Abstract Novel physical properties not seen in their individual layers are obtained from stacked layers of materials. In this report, using the first-principles calculations, we study the electronic band structures of heterostructures composed of graphitic (graphene-like) bilayers of g-ZnO/ZnX (X = S, Se, and Te) semiconductors. The g-ZnO layer is largely planar, but the ZnX layer is somewhat corrugated.

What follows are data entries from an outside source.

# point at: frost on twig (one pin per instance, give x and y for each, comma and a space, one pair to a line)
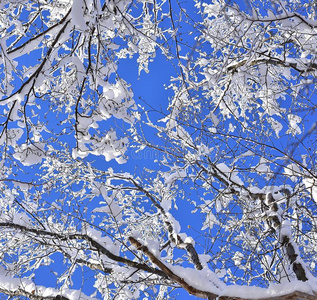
283, 227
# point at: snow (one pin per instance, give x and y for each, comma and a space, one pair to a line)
274, 290
21, 284
311, 186
78, 15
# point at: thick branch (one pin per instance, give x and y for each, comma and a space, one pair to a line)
77, 236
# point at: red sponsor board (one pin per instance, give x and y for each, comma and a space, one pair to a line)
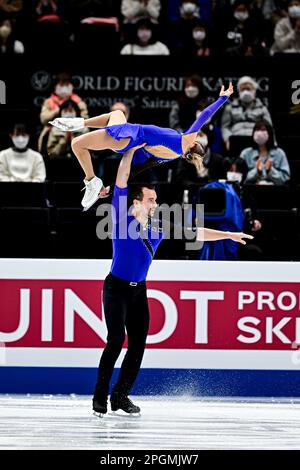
184, 314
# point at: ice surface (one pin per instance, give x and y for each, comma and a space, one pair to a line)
67, 422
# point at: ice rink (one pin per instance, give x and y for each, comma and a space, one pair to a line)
66, 422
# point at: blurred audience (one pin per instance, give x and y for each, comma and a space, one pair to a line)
197, 42
79, 9
145, 41
266, 162
184, 112
19, 162
59, 142
135, 10
109, 155
63, 91
246, 32
46, 7
8, 42
287, 30
241, 114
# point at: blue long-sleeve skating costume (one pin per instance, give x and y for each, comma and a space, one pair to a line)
161, 143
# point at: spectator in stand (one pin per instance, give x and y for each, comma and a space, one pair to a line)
266, 162
19, 162
197, 43
241, 114
59, 142
237, 174
211, 127
213, 167
77, 10
63, 91
184, 111
46, 7
243, 34
117, 106
287, 30
145, 41
8, 42
135, 10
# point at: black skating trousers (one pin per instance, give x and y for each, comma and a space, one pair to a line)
125, 307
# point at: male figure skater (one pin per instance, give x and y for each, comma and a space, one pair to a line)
124, 294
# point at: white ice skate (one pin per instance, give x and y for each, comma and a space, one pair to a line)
68, 124
92, 189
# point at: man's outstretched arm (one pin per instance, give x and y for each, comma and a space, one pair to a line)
208, 234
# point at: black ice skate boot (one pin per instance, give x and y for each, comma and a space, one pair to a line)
120, 401
99, 406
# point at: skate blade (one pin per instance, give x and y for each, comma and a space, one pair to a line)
123, 414
86, 208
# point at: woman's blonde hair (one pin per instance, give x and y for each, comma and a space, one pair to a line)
195, 155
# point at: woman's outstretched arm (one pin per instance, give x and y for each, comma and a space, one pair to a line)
210, 110
108, 119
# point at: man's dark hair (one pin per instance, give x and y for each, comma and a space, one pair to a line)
136, 192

Our calculations reveal on the stable formations of a type-II band alignment in bilayers with an AB stacking order of OZnO-ZnZnX and ZnZnO-XZnX. The optical bandgaps are much lowered as compared to the monolayers of ZnO and ZnX constituents, with the conduction band contributed by g-ZnO and valence band by ZnX. There is a quadratic dependence of the bandgap on the external electric biases applied in perpendicular to the interface. This nonlinearity manifests an superposed effect of an interlayer orbital hybridization and associated charge transferring, along with the coexistence of an electric dipole and a quadrupole. There is an overall charge transfer of valence electrons from the ZnX layer to the g-ZnO layer, leading to a pair of highly charge polarized surfaces along with a large built-in potential. The already lowered bandgaps further change with the external bias. This tunability of Eg for g-ZnO/ZnX bilayer heterostructures holds promises for optoelectronic applications covering a wider spectral range of the solar spectrum.